Un tel sentiment de marginalisation et de frustration est loin d’être injustifié. Si l’on ne considère, pour simplifier, que la phase de l’histoire contemporaine du Liban, force est de relever en effet que c’est uniquement à la fin des années 60 et au début des années 70 du siècle dernier que les masses populaires chiites (par opposition aux leaders traditionnels de la communauté) commencent à voir une lueur de dignité poindre à l’horizon avec l’imam Moussa Sadr, fraîchement débarqué d’Iran.
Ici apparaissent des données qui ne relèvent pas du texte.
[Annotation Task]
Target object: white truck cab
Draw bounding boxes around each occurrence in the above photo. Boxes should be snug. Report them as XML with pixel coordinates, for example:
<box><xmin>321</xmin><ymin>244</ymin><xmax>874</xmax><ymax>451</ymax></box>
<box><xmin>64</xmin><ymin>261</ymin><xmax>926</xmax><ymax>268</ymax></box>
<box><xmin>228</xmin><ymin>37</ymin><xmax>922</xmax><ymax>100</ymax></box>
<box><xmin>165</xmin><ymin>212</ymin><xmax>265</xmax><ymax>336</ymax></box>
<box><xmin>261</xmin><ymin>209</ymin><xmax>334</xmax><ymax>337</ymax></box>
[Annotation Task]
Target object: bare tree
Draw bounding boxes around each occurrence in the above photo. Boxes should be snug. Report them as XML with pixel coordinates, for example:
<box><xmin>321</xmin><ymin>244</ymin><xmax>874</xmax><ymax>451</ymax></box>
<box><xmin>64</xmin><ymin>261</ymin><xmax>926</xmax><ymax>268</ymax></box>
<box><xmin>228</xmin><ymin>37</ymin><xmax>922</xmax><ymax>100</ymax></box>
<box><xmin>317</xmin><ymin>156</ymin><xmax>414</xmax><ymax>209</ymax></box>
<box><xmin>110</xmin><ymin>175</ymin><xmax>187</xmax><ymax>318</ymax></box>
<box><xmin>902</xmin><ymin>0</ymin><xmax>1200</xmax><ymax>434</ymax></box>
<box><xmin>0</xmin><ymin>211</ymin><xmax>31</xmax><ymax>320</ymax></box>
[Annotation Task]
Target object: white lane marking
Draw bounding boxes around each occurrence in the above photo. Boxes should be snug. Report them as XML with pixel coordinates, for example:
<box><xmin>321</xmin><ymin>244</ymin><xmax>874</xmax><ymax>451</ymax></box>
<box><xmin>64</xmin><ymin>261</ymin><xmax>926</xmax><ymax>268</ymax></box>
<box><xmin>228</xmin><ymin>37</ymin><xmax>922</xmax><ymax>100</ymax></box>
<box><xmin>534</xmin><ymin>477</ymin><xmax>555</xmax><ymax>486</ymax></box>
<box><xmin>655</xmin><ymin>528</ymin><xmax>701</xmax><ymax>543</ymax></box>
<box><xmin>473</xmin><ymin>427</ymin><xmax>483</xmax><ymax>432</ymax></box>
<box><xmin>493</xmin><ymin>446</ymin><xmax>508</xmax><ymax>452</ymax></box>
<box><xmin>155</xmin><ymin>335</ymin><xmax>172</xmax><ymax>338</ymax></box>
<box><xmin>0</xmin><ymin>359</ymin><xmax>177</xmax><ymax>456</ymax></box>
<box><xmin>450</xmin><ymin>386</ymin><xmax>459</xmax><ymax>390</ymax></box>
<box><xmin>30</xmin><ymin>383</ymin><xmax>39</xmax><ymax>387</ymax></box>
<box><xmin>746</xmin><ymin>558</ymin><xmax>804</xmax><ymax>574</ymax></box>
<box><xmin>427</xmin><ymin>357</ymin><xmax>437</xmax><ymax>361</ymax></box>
En 1967, Moussa Sadr réussit à obtenir du pouvoir la formation du Conseil supérieur chiite, censé affirmer l’identité et la présence sociopolitique de la communauté. Mal perçue par les leaders féodaux chiites de l’époque, cette instance s’est toutefois transformée en un simple forum de notabilités incapables de s’imposer sur la scène politique. Moussa Sadr fonde alors le « Mouvement des déshérités » (qui deviendra le « mouvement Amal »), première structure socio politique de poids dont ont pu se doter les chiites du Liban depuis pratiquement l’Empire ottoman.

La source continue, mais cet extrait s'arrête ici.